What would you consider as an economic indicator ?

  1. LAURENS WRIGHT profile image52
    LAURENS WRIGHTposted 3 years ago

    What would you consider as an economic indicator ?

    In times past, Walmart and Woolworth's sales were economic indicators.  Then economic indicators become the Stock Market and unemployment.   My way of thinking would be percentage of the total population without full time jobs as a negative indicator.  I also would see that the amount of RV's and campers that I could count on a major highway would also be an indicator, being that the more RV's and campers would mean that people had enough disposable income to spend it on leisure activities.  What indicators would you choose to determine how good the economy is and could be?

  2. profile image0
    Larry Wallposted 3 years ago

    Traditionally, the stock market and the unemployment rate were major indicators. However, times have changed. As you noted there are a lot of RVs and campers many with people once thought old and now do not seem so old. People retiring in their early 60s, with grown children who made good investments during their working years have more disposable income than most our grandparents had. Thus we have to look at the percentage of the population that wants to work and come up with a figure showing the employment rate. I lost my last job at 59and one-half. I looked for a job for almost three years. I no longer look and am now retired, as is my wife, who is about the same age. We are not the RV type but there are things we like to do and with our savings, some planning and our social security, our monthly income is close to what I was bringing home when I was working. Since we paid off our house, sold it and moved to a smaller one, we are comfortable at our income level.

    So to answer your question, the indicators of the health of the economy have to be weighed in a manner that accounts for the changes in our lifestyle, the health of the older generation and other factors.
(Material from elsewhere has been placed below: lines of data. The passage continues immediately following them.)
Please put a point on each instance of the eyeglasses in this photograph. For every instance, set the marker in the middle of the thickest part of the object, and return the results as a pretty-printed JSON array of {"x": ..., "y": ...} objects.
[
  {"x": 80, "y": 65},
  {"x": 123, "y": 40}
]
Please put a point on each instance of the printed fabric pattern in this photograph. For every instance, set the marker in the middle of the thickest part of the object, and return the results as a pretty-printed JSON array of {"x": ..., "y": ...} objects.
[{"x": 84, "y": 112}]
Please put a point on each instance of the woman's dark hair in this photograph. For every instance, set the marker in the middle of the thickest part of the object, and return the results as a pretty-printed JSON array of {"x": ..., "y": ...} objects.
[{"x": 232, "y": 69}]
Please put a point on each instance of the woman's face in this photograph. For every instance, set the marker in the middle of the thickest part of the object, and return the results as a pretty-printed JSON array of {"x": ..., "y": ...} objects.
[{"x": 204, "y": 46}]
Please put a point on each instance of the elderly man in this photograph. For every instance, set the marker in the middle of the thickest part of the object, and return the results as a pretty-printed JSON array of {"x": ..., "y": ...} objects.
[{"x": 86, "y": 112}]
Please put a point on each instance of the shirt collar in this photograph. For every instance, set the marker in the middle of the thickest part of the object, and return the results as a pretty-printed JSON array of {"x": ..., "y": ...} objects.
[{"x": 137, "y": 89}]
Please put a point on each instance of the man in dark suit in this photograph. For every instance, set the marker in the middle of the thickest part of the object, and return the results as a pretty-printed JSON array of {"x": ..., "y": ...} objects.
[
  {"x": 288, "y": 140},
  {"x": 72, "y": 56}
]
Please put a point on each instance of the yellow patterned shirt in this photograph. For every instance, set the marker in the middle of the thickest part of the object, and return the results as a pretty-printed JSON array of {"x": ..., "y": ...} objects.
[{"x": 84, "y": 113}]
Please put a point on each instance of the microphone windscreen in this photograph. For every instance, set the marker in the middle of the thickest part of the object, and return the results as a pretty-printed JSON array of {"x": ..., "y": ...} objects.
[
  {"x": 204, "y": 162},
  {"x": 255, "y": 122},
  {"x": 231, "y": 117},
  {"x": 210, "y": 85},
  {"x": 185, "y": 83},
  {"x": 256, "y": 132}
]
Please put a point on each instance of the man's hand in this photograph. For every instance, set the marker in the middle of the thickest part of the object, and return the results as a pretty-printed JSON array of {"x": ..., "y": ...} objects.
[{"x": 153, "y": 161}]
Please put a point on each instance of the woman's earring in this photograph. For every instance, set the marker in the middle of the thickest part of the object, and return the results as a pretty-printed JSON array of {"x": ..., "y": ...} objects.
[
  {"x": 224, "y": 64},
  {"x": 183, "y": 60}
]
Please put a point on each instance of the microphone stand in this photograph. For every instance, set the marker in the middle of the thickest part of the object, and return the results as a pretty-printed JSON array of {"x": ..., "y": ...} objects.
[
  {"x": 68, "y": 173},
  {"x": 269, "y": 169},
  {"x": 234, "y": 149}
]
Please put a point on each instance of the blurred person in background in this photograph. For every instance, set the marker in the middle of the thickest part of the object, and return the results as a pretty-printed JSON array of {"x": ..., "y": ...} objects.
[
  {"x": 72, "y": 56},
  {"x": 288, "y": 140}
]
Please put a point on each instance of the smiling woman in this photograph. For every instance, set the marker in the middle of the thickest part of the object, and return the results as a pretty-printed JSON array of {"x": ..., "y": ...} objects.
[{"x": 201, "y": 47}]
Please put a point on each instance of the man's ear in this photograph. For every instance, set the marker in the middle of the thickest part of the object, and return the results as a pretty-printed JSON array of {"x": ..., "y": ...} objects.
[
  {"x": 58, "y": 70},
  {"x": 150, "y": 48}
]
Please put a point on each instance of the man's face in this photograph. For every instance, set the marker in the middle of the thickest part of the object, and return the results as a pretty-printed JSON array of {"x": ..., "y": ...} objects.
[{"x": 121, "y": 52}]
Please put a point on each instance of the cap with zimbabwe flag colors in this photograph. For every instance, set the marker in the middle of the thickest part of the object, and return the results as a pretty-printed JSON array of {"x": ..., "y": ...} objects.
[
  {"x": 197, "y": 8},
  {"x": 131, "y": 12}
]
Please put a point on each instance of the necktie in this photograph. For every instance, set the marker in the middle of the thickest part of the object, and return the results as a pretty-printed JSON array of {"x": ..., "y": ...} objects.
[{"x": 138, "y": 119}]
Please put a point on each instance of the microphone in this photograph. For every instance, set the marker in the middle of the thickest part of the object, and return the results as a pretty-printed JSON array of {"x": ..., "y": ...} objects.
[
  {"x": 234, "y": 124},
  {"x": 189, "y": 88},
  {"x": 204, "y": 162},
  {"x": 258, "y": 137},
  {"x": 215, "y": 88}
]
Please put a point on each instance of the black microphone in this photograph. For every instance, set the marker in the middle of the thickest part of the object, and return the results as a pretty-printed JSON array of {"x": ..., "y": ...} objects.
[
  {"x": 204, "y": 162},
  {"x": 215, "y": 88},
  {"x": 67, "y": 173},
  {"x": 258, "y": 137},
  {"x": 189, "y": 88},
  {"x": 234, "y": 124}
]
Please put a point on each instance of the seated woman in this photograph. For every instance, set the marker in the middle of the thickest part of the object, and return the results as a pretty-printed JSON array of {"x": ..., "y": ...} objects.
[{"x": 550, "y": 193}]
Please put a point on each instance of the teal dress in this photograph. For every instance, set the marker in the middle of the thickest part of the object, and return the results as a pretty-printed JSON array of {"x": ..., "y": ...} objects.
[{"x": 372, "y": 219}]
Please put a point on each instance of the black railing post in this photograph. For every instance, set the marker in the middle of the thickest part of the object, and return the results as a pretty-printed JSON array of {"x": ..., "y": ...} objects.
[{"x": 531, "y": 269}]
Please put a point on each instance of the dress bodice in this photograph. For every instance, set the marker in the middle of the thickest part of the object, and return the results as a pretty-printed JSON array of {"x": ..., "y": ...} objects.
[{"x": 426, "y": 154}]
  3. dashingscorpio profile image88
    dashingscorpioposted 3 years ago

    KPI's (key performance indicators) have traditionally been determined by stock market performance, unemployment, low inflation and interest rates, and manufacturing orders. The belief was if business is doing well then the nation must be doing well!
    Today the stock market is hovering at all time highs, interest rates for home loans remain low and unemployment is at 6.3% According to economic indicators we have added private sector jobs for 50 straight months! And yet a lot of people do not (feel) good about the state of the economy.
    Outsourcing manufacturing jobs has changed the whole economic paradigm. A company might increase production but in (other) countries where employees earn $5-$10 per (day). This would increase profits for the company and also make it attractive for investors to get a good return by purchasing the company's stocks. A company makes record profits and investors get great returns.
    Many U.S. blue collar employees have been forced into lower paying service sector jobs. If one has a job it means they're not "unemployed" which brings down the unemployment rate.
    The less money people earn the less they spend which keeps down inflation as well as interest rates. This has led to fast food workers asking for $15 per hour. Essentially you have adults with families working in jobs that were once regulated for teenagers or people seeking extra part-time income. I can't tell you the last time I saw an actual "paperboy" or a kid cutting lawns for money. Most of these jobs are being handled by adults today!
    In reality this has been a "Swiss Cheese" recovery in part because some high tech companies are doing well and some states have (aggressively) gone after corporations to relocate to (their) state offering low to $0 taxes rates for up to ten years. When one state brags about the number of jobs it has increased it is usually offset by another state who lost jobs due to those companies relocating.
    Last but not least there is a (psychological) component involved with how we (feel) about the economy. I know people who have not been laid off, did not have their home foreclosed on, may have even gotten a few raises over the years, have money in savings, and so on BUT they still do not (feel) secure about their future prospects. Some feel guilty or may even have empathy pains for those they know or have heard about who have not done as well.
    The only real economic indicator is how (you) "feel" about (your) economic future. The (good) "numbers" don't mean anything anymore!